Proving Continuity of Absolute Value Functions | Adv. Calc 1 Homework

[chief12]

Homework Statement

part 1)Show the function a(x)=|x| is a continuous function from R to R;

part 2)

Prove that if the functions f: D--> R is continuous at x=a, then l f l (absolute value of f) is also continuous at x=a.

Homework Equations

The Attempt at a Solution

part 1) since a(x) = |x|, then given any $$\epsilon$$ > 0, then for all l f(x) - f(a) l < $$\epsilon$$, since l x - a l < $$\delta$$ when delta = epsilon, since f(x) = l x l


part 2) since f is continuous, then the absolute value of f is also continuous since it doesn't change any of the relationships

then given any $$\epsilon$$ > 0, then for all l f(x) - f(a) l < $$\epsilon$$, since l x - a l < $$\delta$$ when delta = epsilon, since f(x) = l x l

 

[LCKurtz]

Homework Statement

part 1)Show the function a(x)=|x| is a continuous function from R to R;

part 2)

Prove that if the functions f: D--> R is continuous at x=a, then l f l (absolute value of f) is also continuous at x=a.

Homework Equations

The Attempt at a Solution

part 1) since a(x) = |x|, then given any $$\epsilon$$ > 0, then for all l f(x) - f(a) l < $$\epsilon$$, since l x - a l < $$\delta$$ when delta = epsilon, since f(x) = l x l

Not quite. Both the argument and the writeup need improvement.

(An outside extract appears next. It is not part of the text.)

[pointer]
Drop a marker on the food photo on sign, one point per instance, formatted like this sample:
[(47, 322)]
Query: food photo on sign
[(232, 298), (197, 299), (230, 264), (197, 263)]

Your final proof for part 1 should look something like this:

Suppose ε > 0. Pick δ = ε (if that is what works). Then if |x-a| < δ you have... At this point you need to give an argument to show that

|f(x) - f(a)| = | |x| - |a| |< ε

I used f(x) instead of a(x) for your function so it doesn't use "a" twice.